CONNECT – Das Publikum als Künstler

Ensemble Modern und sein Publikum spielt Werke von Huang Ruo und Christian Mason im Frankfurt LAB

Das Publikum als Künstler? Auch musikalisch Ungebildete konnten in Kompositionen von Huang Ruo (*1976) und Christian Mason (*1984) mitwirken und sich in einem Workshop darauf vorbereiten. Den Uraufführungen mit der London Sinfonietta folgten die Deutschen Erstaufführungen im Frankfurt Lab mit dem Ensemble Modern. In ihrem europaweiten, wissenschaftlich begleiteten Projekt will die Art Mentor Foundation Lucerne Laien die zeitgenössische Musik schmackhaft machen.

The Sonic Great Wall nannte Huang Ruo sein klingendes Theater für 13 Musiker und Zuhörer. In der vom Publikum gesäumten Hallenmitte erinnerte ein Arrangement aus über Gänge verbundenen Mini-Bühnen an das Bollwerk des chinesischen Kaiserreichs. Die „Bewehrung“ der Gänge zwischen den „Wachtürmen“ bestand aus Workshopteilnehmern, die nach Anweisung des Komponisten Teile aus Gedichten zu flüstern hatten.

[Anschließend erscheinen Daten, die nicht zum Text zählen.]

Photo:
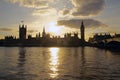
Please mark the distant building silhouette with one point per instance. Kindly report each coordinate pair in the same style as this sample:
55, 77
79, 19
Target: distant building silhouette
82, 29
22, 31
43, 33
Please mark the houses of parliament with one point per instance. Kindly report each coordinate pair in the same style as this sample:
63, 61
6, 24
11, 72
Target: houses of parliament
69, 39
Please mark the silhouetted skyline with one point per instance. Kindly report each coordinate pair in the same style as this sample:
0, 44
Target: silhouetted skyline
62, 15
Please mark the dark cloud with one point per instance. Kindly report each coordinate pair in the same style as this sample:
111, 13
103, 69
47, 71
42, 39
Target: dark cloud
87, 7
6, 29
32, 3
76, 23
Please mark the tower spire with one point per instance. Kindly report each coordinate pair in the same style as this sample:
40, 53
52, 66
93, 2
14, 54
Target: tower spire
82, 32
43, 33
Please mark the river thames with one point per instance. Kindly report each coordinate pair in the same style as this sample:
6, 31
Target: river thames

Der Rest des Publikums wurde vom Komponisten zu einer Summ-Meditation animiert. Aus der Ruhe heraus sollte man verfolgen, wie auf einer der Wachturm-Klanginseln ein akustisches Feuer entzündet wurde, wie die Musiker der einen der nächsten zu Hilfe eilten, dabei die Workshop-Teilnehmer mit Gesten zum lauterem oder leiserem Flüstern herausfordernd. Als der dramatische Angriff abgewehrt war, erloschen Lichter und Aktionen. Von Schlagzeugschlägen gelenkt fand der eigene Herzschlag zur Ruhe und der Komponist animierte wieder zum Summen, bis zur Stille nach dem Stück, die leider allzu schnell vom Beifall zertrümmert wurde.

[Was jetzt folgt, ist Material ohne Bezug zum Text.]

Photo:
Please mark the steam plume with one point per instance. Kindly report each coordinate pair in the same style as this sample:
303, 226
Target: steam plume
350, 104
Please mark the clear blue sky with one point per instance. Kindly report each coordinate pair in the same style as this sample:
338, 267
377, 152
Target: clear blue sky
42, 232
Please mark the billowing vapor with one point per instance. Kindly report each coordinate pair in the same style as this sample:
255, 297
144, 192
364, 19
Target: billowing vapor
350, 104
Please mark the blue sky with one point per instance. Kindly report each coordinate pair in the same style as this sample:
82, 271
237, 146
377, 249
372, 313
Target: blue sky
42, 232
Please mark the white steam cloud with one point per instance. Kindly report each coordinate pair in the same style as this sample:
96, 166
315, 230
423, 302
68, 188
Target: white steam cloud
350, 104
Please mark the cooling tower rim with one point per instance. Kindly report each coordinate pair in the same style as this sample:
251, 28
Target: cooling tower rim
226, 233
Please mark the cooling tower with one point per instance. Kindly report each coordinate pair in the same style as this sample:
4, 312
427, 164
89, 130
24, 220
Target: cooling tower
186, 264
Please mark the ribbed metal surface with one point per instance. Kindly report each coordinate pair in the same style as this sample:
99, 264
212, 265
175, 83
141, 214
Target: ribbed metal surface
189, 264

Für sein ›In the Midst of the Sonorous Islands‹ hatte Christian Mason die Workshop-Teilnehmer zum Blasen auf Flaschen oder Mundharmonikas, sowie zum Schwenken klingender Qi-Gong-Kugeln angeleitet. Die übrigen Zuhörer sollten entweder ganz leise mit Alufolie knistern („Das ist mir noch immer viel zu laut!“) oder im selbstgewählten Rhythmus („Irgendwas zwischen eins und zehn – aber bitte durchhalten!“) leise rasselnde Ketten in ihre Handfläche gleiten lassen. Man musste aufmerksam in das Ensemble hineinhören und –sehen: Sobald Schlagzeuger Rainer Römer das Donnerbleck anschlug, wurde es vom Alufolieknistern schattiert. Dem Beckenschlag folgten rasselnde Ketten, den gegeigten Vibraphonstäben das Tönen der Flaschen und so weiter. Das Signal der Pauke setzte den jeweiligen Aktionen ein Ende. Wer Klänge erzeugt, hört sorgfältiger auf die anderen, meint Mason. Nur war man oft zu sehr mit der Konzentration auf den eigenen Einsatz beschäftigt, um noch angemessen den Rest der Musik zu verfolgen.

Workshop-Teilnehmer äußerten sich enthusiastisch über ihre Erlebnisse. Wohl auch, weil sie in mehreren Übungs-Durchgängen wesentlich tiefer in die gespielten Stücke eindringen konnten, als das Publikum bei einmaligem Hören.